BNBおよびBNBチェーンの市場における位置づけ
BNBは、時価総額やユーザー数において世界有数の規模を誇る主要な暗号資産とされています。BNBチェーンは、分散型金融(DeFi)、決済、ブロックチェーンゲーム、ステーブルコインなど、多岐にわたるアクティビティをサポートするパブリックブロックチェーンです。
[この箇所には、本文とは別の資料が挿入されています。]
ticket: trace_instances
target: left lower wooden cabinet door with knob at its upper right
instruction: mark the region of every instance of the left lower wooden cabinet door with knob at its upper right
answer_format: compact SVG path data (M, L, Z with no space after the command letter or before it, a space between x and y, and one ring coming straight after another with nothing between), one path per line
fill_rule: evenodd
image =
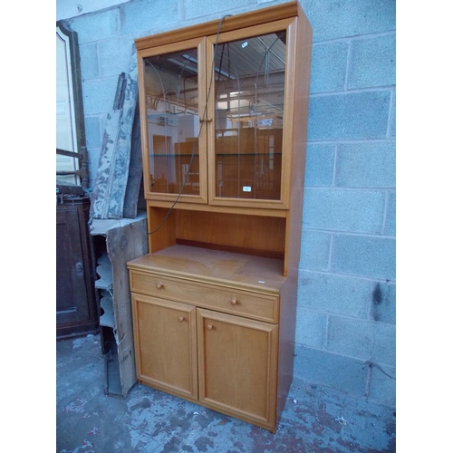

VanEckの発表やWebサイトの情報によると、BNBチェーンは1日あたりの取引件数およびアクティブユーザー数において世界有数のパブリックブロックチェーンとされています。VanEckの分析では、BNBチェーンは1日あたり約1400万件のトランザクションを処理し、250万人以上のデイリーアクティブユーザーをサポートしているとされています。ネットワーク内でのガス代(取引手数料)の支払いやその他のユーティリティにBNBが使用されるため、継続的なオンチェーン需要が存在することが特徴とされています。
承認までの経緯と競合他社の動向
VanEckは2025年5月にBNB現物ETFの申請を初めて行いました [ソース1]。その後、2026年5月15日に米証券取引委員会(SEC)へ登録届出書の第5次修正版を提出し、今回の上場に至りました。
同様の動きは他社でも進んでおり、大手資産運用会社のGrayscale(グレイスケール)も2026年1月にBNB現物ETFを申請しています。GrayscaleはVanEckが修正版を提出したのと同日の2026年5月15日に、第2次修正届出書をSECに提出したことが明らかになっています。このように、複数の主要な資産運用会社がBNBを対象とした金融商品の提供に向けて動いており、BNBに対する伝統的金融市場からの関心の高さがうかがえます。
業界における重要性とビジネスパーソンへの影響
今回のBNB現物ETFの上場は、Web3業界や金融ビジネスにおいて以下の観点から重要と見られます。
まず、ビットコインやイーサリアムなどの主要な暗号資産に続き、BNBが米国の主要な証券取引所に上場したことは、暗号資産市場全体の制度化がさらに進んでいることを示しています。
特にBNBは、世界最大級の暗号資産取引所であるBinanceのエコシステムと密接に関連しているため、本ETFの登場は、これまで直接的な投資を躊躇していた伝統的な機関投資家や個人投資家が、規制された安全なフレームワークを通じてBNBのエコシステムへ投資する呼び水となる可能性があります。これにより、BNBチェーン上のDeFiや決済、ゲームといった各種Web3ビジネスへの資金流入や、関連プロジェクトの活性化につながる可能性があります。
ポイント
- 資産運用会社VanEckが、米国初となるBNBの現物ETF「VBNB」をナスダックに上場しました。
- 運用手数料は0.39%で、保有するBNBはAnchorage Digital Bankのコールドストレージで安全に保管されます。
- 投資家は直接暗号資産を保有することなく、既存の証券口座を通じてBNBへの投資が可能になります。
- BNBチェーンは1日あたりの取引件数が約1400万件に達するなど、世界有数のアクティブなパブリックブロックチェーンとされています。
- 競合のGrayscaleも同様にBNB現物ETFの申請手続きを進めており、主要な暗号資産のETF化を巡る競争が活発化しています。